Литмир - Электронная Библиотека

«Боже мой! Наверное, также в людей целилась», – содрогнулась Октя.

На следующий день в обеденный перерыв Владас подсел к ней за столик в столовой: «Лаба дена, мано жмона (Добрый день, моя жена), – невесело сказал он. Октя кивнула, не поднимая глаз. – Как жить будем дальше? – Хмуро спросил Владас. Октя молча пожала плечами, закусила губу. – После работы зайду, собери вещи». – Он резко отодвинулся от стола вместе со стулом и, не оглядываясь, вышел.

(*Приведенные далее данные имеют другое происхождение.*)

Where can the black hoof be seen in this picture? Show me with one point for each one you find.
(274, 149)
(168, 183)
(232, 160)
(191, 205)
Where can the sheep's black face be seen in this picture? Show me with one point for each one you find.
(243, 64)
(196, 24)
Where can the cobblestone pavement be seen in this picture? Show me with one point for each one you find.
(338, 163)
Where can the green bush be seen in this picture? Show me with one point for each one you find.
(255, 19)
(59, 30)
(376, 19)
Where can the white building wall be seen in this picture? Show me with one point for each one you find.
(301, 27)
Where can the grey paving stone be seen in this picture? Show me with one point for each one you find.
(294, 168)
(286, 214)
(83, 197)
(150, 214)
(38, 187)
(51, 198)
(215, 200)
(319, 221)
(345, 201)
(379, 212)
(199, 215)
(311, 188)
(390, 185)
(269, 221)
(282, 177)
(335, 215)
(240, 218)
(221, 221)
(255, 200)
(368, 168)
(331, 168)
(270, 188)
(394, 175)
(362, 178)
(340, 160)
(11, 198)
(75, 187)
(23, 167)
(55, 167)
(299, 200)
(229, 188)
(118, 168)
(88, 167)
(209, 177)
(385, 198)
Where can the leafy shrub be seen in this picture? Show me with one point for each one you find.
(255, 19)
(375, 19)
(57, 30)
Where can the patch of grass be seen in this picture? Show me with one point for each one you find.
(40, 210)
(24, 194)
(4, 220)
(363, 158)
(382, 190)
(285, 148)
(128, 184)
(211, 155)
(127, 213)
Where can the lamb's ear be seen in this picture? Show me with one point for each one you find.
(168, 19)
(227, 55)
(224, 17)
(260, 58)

Вечером она переехала к нему на окраину города в крытую горбылем пристройку. До этого никогда не приводил к себе. В комнате было по-казарменному пусто и чисто. Железная кровать, заправленная байковым одеялом, самодельные полки с книгами, узкий стол у окна. Они прожили здесь до начала зимы. Нехитрое, но обременительное для нее, Окти, хозяйство. Владас – иногда ясный, как летний день, но порой – угрюмый и задумчивый. Хмурая, немногословная хозяйка. Все давило Октю своим однообразием и суровостью. Иной раз утром она открывала глаза, видела потолок, обшитый деревянными шершавыми рейками, старые, пузырящиеся от сырости обои, щелястый пол, и ей становилось так тоскливо – хоть плачь. В тамбуре слышалось тихое позвякивание ведра, скрип печной дверцы. Владас всегда вставал раньше, неслышно выскальзывал из комнаты, растапливал печь, приносил воду. «Рай в шалаше», – горько посмеивалась про себя Октя. Но молчала, сцепив зубы. Только однажды, прочитав объявление на столбе, не удержалась: «Можно снять комнату со всеми удобствами. Давай посмотрим». Владас, не поднимая глаз от книги, твердо произнес: «Это нам не по карману». Но вскоре все разом оборвалось. В тот день она, Октя, вешала во дворе белье. Полы старенького, тесного ей пальто то и дело расходились, руки дубели на холоде. Поначалу она не заметила, как со стороны сарая подошла хозяйка. А увидев – вздрогнула. Та пристально глядела на уже выпирающий округлый живот. Вечером Владас был вызван деликатным постукиванием в дверь. Он долго не возвращался. А когда пришел, хмуро сказал: «Нужно освободить квартиру».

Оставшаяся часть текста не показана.